The first trilateral working group meeting will be held virtually on December 14, and will be jointly chaired by deputy ministers of Iran and Uzbekistan and a secretary from India, the external affairs ministry said on Saturday.

The announcement came a day after Uzbek President Shavkat Mirziyoyev proposed during a summit with Prime Minister Narendra Modi that a trilateral meeting should be held with Iran to promote Chabahar port.

India currently operates one of the terminals of Chabahar port that it has developed.

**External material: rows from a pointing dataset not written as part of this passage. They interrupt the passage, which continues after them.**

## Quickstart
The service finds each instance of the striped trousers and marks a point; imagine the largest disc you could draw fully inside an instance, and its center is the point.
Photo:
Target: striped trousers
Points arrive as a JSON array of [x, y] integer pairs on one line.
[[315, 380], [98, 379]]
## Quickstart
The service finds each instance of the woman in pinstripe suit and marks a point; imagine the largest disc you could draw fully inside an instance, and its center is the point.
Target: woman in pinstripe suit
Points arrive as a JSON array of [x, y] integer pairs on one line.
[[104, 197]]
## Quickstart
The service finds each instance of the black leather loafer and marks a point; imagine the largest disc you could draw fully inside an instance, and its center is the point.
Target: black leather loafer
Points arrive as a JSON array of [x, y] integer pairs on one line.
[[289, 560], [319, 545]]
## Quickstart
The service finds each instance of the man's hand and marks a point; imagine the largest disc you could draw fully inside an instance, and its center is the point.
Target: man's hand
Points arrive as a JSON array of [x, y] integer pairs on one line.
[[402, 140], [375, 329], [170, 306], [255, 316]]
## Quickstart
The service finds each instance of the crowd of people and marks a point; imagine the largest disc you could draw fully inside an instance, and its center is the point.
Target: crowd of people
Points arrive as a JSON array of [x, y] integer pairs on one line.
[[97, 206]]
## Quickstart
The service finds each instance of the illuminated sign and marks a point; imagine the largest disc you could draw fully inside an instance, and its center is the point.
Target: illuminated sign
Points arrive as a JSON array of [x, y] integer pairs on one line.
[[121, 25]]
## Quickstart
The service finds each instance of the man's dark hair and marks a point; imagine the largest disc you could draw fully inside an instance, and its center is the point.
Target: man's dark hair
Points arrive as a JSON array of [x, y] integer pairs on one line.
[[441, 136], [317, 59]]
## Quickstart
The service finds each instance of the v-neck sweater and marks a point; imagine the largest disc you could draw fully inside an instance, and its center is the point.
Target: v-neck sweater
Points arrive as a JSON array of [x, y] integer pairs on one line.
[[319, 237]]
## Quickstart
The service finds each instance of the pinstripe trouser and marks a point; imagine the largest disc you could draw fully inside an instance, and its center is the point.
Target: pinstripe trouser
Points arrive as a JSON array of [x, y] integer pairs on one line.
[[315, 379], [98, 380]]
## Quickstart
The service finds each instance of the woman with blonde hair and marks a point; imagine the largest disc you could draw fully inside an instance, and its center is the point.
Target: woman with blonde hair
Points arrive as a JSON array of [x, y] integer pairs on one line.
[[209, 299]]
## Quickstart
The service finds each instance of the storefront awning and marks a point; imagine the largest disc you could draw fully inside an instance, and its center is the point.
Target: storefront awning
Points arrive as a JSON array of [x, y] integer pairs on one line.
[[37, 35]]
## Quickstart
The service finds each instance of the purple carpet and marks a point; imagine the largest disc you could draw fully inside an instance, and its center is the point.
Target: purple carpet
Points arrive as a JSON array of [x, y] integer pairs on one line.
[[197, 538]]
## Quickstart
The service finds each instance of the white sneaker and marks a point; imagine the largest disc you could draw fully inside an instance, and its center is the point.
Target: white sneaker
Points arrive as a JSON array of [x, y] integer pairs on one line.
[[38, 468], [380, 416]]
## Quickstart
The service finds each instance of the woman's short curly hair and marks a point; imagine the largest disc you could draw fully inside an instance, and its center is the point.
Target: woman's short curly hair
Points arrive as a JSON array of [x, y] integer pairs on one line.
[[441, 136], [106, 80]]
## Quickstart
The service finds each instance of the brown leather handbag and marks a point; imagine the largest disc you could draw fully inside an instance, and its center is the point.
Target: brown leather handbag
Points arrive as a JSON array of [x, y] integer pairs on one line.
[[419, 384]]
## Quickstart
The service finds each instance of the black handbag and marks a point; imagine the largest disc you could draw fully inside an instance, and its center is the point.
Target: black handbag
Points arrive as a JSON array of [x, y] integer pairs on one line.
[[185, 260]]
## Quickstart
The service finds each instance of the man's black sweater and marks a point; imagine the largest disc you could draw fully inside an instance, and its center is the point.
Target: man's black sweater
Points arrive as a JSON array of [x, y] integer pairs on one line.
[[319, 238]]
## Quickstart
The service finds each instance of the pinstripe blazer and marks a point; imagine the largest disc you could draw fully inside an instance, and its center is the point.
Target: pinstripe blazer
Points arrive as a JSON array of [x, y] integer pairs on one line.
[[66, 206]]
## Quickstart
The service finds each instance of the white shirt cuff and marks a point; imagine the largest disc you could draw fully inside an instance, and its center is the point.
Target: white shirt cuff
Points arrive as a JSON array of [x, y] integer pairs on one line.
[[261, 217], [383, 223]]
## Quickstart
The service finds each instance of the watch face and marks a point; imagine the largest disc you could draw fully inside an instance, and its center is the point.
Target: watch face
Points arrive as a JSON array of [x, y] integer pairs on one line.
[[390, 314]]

The strategic project has been given a waiver from sanctions imposed by the US on Iran in view of its importance in shipping cargo and humanitarian assistance to Afghanistan.

“India welcomes the interest of Uzbekistan to use the Chabahar port as a transit port,” the external affairs ministry said in a statement.

“This would open up economic opportunities for the traders and business community of the region. Besides Uzbekistan, other Central Asian countries have also shown interest in using the port. India seeks to cooperate closely with regional countries on this issue,” the statement added.

US President Donald Trump unilaterally withdrew from the nuclear deal with Iran in 2018 and re-imposed crippling sanctions as part of a “maximum pressure” campaign. However, president-elect Joe Biden has said he will offer Iran a “credible path back to diplomacy” since dealing with Tehran’s nuclear programme is the best way to achieve stability in the region.

The US, in consultation with allies and partners, will engage in “negotiations and follow-on agreements to tighten and lengthen Iran’s nuclear constraints”, Biden told The New York Times in an interview this month.

Biden also said he will insist on Iran agreeing to new demands if it wants the US to return to a nuclear deal and lift sanctions.

These developments had resulted in renewed interest in Chabahar port, people familiar with developments said on condition of anonymity.

Following the India-Uzbekistan Summit on Friday, Adarsh Swaika, joint secretary (Eurasia) in the external affairs ministry, said the two sides had discussed how to overcome lack of overland connectivity. Mirziyoyev gave his in-principle concurrence to joining the International North-South Transport Corridor (INSTC), when Modi reiterated a proposal on Uzbekistan’s participation in the project.

“We as a principle would welcome any initiative that increases connectivity between Afghanistan and Uzbekistan or with other Central Asian countries,” Swaika said.